4P board with 8 double width card backplane(unobtanium?)

Discussion in 'Processors and Motherboards' started by RobertFontaine, Dec 22, 2015.

  1. RobertFontaine

    RobertFontaine Active Member

    Joined:
    Dec 17, 2015
    Messages:
    666
    Likes Received:
    148
    The SM X9-DRG-Qf or X10-DRG-Qf boards seem like a perfect set up for a 4 Xeon Phi's workstation/server and I have managed to grab and X9-DRG for cheap.

    Which lead me to looking at 4P boards and thinking of 8 Xeon Phi's because more.

    All the GPGPU boards with an 8 card backplane that I am seeing are 2P. The Xeon Phi's strength is that it can be used both in distributed and smp models as a general processor as well as a fp64 coprocessor. For offloading that has a lot of chatter between the mother ship and the Phi card you want all the pci bandwidth you can have.

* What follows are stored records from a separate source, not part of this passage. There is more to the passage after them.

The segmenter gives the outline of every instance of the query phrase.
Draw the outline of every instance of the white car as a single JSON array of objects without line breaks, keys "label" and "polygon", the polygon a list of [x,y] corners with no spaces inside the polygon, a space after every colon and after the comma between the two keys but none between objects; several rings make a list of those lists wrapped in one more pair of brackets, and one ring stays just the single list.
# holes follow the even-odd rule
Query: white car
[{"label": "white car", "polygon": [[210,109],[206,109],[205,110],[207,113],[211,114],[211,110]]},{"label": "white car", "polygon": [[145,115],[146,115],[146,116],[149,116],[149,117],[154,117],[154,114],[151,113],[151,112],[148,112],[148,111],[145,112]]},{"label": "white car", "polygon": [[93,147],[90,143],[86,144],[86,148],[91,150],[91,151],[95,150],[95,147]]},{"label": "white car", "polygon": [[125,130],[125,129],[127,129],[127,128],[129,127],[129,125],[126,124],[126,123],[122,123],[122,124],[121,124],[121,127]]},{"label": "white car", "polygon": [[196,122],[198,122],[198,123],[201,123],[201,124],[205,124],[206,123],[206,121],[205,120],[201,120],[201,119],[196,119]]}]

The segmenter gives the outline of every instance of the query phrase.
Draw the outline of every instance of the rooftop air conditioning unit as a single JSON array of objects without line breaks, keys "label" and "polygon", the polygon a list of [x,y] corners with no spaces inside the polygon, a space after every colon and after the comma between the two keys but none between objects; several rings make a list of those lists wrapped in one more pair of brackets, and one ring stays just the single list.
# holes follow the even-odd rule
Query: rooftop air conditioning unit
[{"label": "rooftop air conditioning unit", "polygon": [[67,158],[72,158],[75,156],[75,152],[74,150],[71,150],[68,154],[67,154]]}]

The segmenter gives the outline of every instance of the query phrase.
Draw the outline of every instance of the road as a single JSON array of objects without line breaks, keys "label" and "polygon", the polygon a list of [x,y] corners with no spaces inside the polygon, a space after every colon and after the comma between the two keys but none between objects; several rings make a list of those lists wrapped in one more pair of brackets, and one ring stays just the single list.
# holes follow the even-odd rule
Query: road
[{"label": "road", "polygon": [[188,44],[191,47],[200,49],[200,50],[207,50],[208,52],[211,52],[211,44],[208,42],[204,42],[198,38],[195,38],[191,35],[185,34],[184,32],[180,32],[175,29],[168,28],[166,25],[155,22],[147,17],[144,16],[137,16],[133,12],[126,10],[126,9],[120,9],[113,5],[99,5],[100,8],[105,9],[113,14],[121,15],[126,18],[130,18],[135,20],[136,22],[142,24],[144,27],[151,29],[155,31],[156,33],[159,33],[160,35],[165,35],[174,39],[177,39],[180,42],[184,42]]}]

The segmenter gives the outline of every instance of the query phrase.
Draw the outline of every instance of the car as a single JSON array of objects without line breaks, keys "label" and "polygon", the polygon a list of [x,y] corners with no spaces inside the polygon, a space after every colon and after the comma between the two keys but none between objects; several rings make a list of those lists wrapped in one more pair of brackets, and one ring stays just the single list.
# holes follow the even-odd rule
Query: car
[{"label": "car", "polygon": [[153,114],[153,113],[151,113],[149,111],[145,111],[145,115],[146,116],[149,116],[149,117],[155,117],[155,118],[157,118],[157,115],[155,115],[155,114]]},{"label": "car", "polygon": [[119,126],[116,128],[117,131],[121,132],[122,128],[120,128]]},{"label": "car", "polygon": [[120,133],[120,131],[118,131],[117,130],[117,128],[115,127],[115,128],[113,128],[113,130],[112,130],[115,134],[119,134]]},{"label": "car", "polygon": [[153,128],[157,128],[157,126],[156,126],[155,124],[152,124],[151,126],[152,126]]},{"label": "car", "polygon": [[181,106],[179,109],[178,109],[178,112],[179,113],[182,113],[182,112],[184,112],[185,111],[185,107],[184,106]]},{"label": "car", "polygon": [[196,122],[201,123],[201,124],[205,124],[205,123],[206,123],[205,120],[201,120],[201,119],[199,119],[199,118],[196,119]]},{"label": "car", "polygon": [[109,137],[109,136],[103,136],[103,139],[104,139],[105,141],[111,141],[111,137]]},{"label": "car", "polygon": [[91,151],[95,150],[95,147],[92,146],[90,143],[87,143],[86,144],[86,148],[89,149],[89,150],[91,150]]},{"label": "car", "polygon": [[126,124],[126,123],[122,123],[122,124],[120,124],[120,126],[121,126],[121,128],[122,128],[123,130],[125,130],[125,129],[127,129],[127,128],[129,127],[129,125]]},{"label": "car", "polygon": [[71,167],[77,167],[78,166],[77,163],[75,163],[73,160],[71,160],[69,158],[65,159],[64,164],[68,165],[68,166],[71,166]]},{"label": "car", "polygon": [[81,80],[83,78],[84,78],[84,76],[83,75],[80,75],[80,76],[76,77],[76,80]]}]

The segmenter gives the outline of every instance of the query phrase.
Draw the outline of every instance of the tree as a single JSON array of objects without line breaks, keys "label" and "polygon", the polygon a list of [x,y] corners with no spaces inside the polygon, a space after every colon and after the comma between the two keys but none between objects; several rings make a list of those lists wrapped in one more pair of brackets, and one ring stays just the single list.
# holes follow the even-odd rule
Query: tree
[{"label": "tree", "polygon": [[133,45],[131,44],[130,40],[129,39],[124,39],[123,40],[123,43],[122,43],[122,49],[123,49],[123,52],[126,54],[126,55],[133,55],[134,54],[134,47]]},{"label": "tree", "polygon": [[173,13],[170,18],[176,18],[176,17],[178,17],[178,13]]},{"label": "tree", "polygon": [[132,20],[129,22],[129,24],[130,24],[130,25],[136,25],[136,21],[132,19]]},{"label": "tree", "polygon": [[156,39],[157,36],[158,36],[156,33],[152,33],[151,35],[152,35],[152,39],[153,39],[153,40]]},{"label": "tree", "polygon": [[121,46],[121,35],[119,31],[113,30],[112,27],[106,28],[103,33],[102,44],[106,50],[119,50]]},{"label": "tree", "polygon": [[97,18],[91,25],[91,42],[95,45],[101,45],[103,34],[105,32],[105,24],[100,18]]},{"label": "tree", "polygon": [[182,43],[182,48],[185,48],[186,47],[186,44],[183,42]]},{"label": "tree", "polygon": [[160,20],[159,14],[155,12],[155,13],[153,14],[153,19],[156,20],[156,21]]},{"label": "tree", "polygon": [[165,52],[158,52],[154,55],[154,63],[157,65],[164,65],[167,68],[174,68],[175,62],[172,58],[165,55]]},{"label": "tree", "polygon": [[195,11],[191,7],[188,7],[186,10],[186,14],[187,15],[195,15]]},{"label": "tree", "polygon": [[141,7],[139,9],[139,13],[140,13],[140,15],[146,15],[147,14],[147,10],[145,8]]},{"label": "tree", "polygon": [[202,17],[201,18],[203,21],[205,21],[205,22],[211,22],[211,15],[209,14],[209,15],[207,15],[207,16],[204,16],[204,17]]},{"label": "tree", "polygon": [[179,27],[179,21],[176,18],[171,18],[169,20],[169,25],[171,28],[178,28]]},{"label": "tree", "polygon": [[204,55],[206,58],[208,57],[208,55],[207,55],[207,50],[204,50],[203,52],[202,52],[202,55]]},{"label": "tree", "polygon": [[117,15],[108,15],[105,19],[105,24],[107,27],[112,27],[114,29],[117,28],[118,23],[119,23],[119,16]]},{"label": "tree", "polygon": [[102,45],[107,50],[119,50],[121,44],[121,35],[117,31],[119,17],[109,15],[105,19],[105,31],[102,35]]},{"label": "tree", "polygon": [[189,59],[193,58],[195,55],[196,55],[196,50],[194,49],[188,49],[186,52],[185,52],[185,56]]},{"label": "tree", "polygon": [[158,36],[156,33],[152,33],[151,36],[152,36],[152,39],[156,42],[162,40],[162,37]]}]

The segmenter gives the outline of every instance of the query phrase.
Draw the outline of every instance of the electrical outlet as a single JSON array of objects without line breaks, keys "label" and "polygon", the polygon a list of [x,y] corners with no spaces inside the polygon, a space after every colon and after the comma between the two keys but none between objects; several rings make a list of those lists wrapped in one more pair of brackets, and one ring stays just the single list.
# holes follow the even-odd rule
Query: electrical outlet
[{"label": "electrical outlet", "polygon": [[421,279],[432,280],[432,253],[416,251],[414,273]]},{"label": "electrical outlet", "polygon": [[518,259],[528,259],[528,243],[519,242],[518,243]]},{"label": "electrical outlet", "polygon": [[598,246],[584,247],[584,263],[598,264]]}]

A 2P board is probably optimal for a server with 5 or six cards or a workstation with 4 and a video card for Quake/raid card ).

    I've never really looked at commercial boards with backplanes before. Did/does SM make a X9/X10 board that does this kind of hpc (I don't see on on their site)? Am I even going to find such a beast on the junk market or is this stepping into custom board territory?

    Thanks,
    Robert
     
    #1
  2. Patriot

    Patriot Moderator

    Joined:
    Apr 18, 2011
    Messages:
    1,291
    Likes Received:
    673
    Why are yall wanting Phi's so bad? The GPGPU performance is abysmal compared to gfx cards. Next gen should be much better... but currently they suck.
     
    #2
  3. RobertFontaine

    RobertFontaine Active Member

    Joined:
    Dec 17, 2015
    Messages:
    666
    Likes Received:
    148
    If you want to use a PHI to calculate a matrix operation then they suck compared to a 4k tesla. (although these are $125 a video card would still be better 7990.).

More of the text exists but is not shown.